The Society of Motion Picture and Television Engineers (SMPTE) (, rarely ), founded in 1916 as the Society of Motion Picture Engineers or SMPE, is a global professional association of engineers, technologists, and executives working in the media and entertainment industry. As an internationally recognized standards organization, SMPTE has published more than 800 technical standards and related documents for broadcast, filmmaking, digital cinema, audio recording, information technology (IT), and medical imaging. 
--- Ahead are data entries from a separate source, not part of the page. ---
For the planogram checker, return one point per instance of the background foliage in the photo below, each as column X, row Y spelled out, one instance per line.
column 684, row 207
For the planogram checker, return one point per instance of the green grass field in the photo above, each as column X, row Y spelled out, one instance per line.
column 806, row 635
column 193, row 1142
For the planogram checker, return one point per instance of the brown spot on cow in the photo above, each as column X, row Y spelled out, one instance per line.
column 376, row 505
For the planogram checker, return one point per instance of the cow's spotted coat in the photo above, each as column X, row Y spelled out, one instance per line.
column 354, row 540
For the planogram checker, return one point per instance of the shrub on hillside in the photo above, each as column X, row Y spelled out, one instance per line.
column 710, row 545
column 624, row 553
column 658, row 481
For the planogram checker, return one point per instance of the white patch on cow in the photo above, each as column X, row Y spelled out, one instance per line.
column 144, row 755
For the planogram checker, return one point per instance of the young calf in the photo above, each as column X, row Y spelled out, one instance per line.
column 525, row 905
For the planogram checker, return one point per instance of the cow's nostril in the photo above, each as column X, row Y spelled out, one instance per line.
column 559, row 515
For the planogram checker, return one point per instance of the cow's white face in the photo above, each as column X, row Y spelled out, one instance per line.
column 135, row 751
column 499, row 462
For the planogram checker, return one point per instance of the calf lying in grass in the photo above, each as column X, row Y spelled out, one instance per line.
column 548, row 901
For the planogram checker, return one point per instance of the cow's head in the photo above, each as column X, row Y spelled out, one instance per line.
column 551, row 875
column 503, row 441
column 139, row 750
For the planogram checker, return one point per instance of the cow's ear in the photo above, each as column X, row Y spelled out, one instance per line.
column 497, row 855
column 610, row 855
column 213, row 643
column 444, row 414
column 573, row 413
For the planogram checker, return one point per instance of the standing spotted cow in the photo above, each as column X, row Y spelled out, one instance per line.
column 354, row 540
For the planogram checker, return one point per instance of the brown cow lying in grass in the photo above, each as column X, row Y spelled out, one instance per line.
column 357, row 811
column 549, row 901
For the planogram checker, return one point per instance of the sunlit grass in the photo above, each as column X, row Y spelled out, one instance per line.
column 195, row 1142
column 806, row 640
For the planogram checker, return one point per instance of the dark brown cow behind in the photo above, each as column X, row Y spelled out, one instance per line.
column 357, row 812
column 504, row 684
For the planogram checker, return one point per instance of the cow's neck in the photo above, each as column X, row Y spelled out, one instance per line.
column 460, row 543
SMPTE also publishes the SMPTE Motion Imaging Journal, provides networking opportunities for its members, produces academic conferences and exhibitions, and performs other industry-related functions. SMPTE membership is open to any individual or organization with an interest in the subject matter. In the US, SMPTE is a 501(c)3 non-profit charitable organization.

History
The Motion Picture and Television Engineers was founded in 1916 by Charles Francis Jenkins, who was the first president of the organization.

Educational and professional development activities
SMPTE's educational and professional development activities include technical presentations at regular meetings of its local Sections, annual and biennial conferences in the US and Australia and the SMPTE Motion Imaging Journal.  The society sponsors many awards, the oldest of which are the SMPTE Progress Medal, the Samuel Warner Memorial Medal, and the David Sarnoff Medal. SMPTE also has a number of Student Chapters and sponsors scholarships for college students in the motion imaging disciplines.

Standards
 
SMPTE standards documents are copyrighted and may be purchased from the SMPTE website, or other distributors of technical standards. Standards documents may be purchased by the general public. Significant standards promulgated by SMPTE include:

All film and television transmission formats and media, including digital.
Physical interfaces for transmission of television signals and related data (such as SMPTE time code and the serial digital interface) (SDI)
SMPTE color bars
Test card patterns and other diagnostic tools
The Material Exchange Format (MXF)
SMPTE 2110
SMPTE ST 421:2013 (VC-1 video codec)

Film format 
SMP(T)E'S first standard was to get everyone using 35-mm film width, four sprocket holes per frame, 1.37:1 picture ratio. Until then, there were competing film formats. With the standard, theaters could all run the same films.

Film frame rate 
SMP(T)E's standard in 1927 was for speed at which sound film is shown, 24 frames per second.

3D television 
SMPTE's taskforce on "3D to the home" produced a report on the issues and challenges and suggested minimum standards for the 3D home master that would be distributed after post-production to the ingest points of distribution channels for 3D video content.  A group within the standards committees has begun to work on the formal definition of the SMPTE 3D Home Master.

Digital cinema 
In 1999, SMPTE established the DC28 technology committee, for the foundations of Digital Cinema.

Membership

SMPTE Fellows 

 Terry Adams, NBC Olympics, LLC
 Andy Beale, BT Sport
 Lynn D. Claudy, National Association of Broadcasters
 Lawrence R. Kaplan, CEO of SDVI

Honors and awards program
The SMPTE presents awards to individuals for outstanding contributions in fields of the society.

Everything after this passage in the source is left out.